Apache Airflow - Postgres Hook
- Introduction
- What is Hook in Airflow
- What is PostgresHook
- Description of the example
- Create a ConfigMap for this example
- Add a Postgres connection
- Load data from Postgres to Pandas DataFrame using PostgresHook
- Save Pandas DataFrame to Postgres using PostgresHook
- Use a Configmap for environment variables
- Sample DAG of PostgresHook
- Conclusion
- Referencers

Introduction
In this article, we are going to see how to use PostgresHook in Apache Airflow to interact with Postgres database.
In this example, we will cover the following:
-
How to set up a Postgres connection in Apache Airflow
-
How to use PostgresHook to interact with Postgres database
-
How to load data from Postgres to Pandas DataFrame using PostgresHook
-
How to save Pandas DataFrame to Postgres using PostgresHook
-
How to handle JSON data in Postgres
-
How to use a Configmap for environment variables
What is Hook in Airflow
In Apache Airflow, a Hook is an interface to interact with external systems like databases, cloud services, and APIs. Hooks are used to connect to external systems and execute operations like reading data, writing data, and running commands.
For more information, refer to the official documentation: https://airflow.apache.org/docs/apache-airflow/stable/authoring-and-scheduling/connections.html#hooks
What is PostgresHook
PostgresHook is a hook that allows you to interact with a Postgres database. It provides methods to execute SQL queries, load data into a Pandas DataFrame, and save data from a Pandas DataFrame to a Postgres table.
Description of the example
In this example, we will create a simple DAG that loads data from a Postgres table to a Pandas DataFrame using PostgresHook and saves the DataFrame back to another Postgres table using PostgresHook.
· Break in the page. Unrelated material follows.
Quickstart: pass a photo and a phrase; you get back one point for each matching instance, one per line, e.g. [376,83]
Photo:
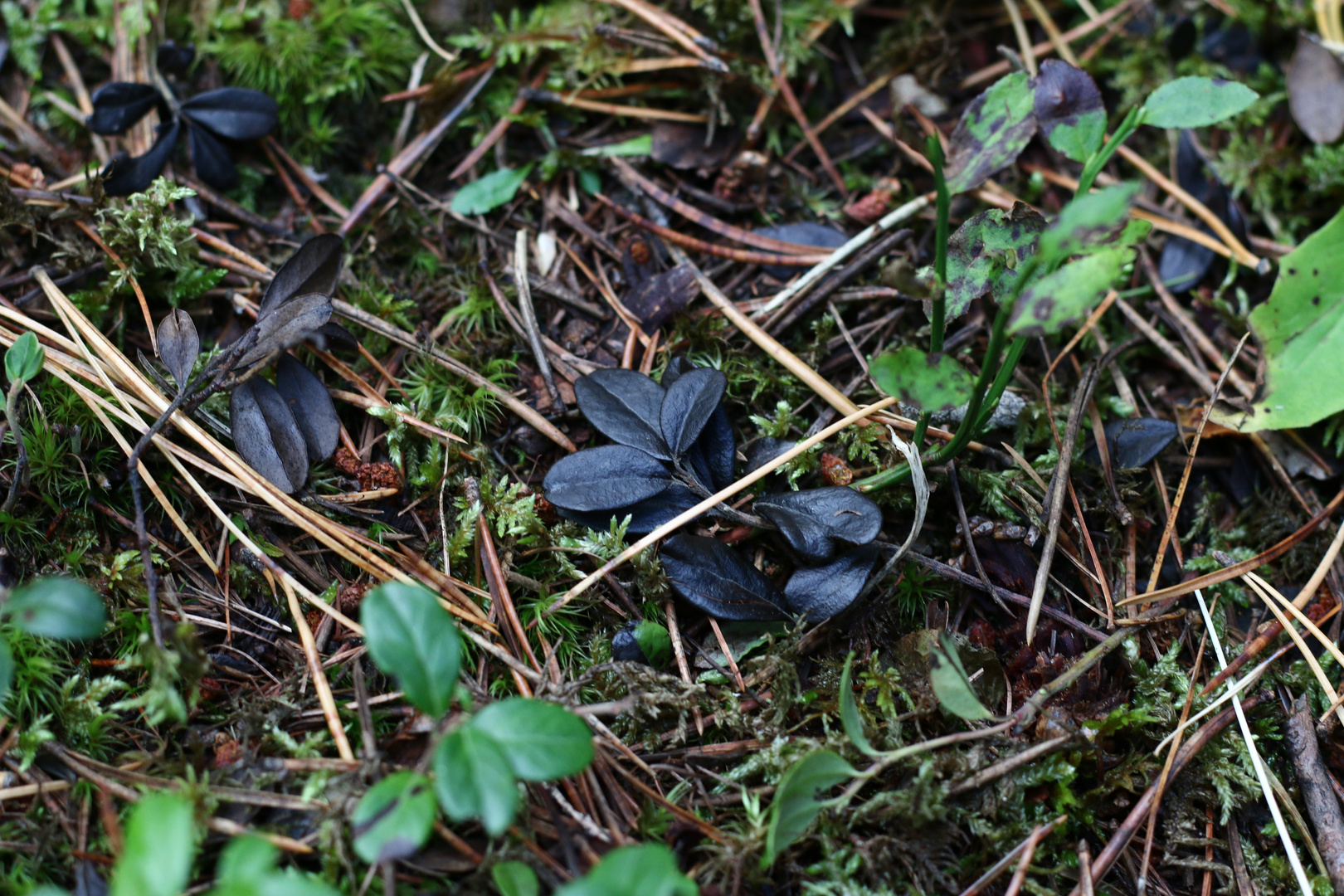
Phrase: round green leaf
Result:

This example has two tasks:
-
static_sql_example: It loads data using static SQL from a Postgres table to a Pandas DataFrame and saves the DataFrame back to another Postgres table. This has a JSON column in the Postgres table.
-
sql_from_env_example: It uses environment variables for the SQL to load data from a Postgres table to a Pandas DataFrame and saves the DataFrame back to another Postgres table. We can use a ConfigMap to store the SQL and other environment variables.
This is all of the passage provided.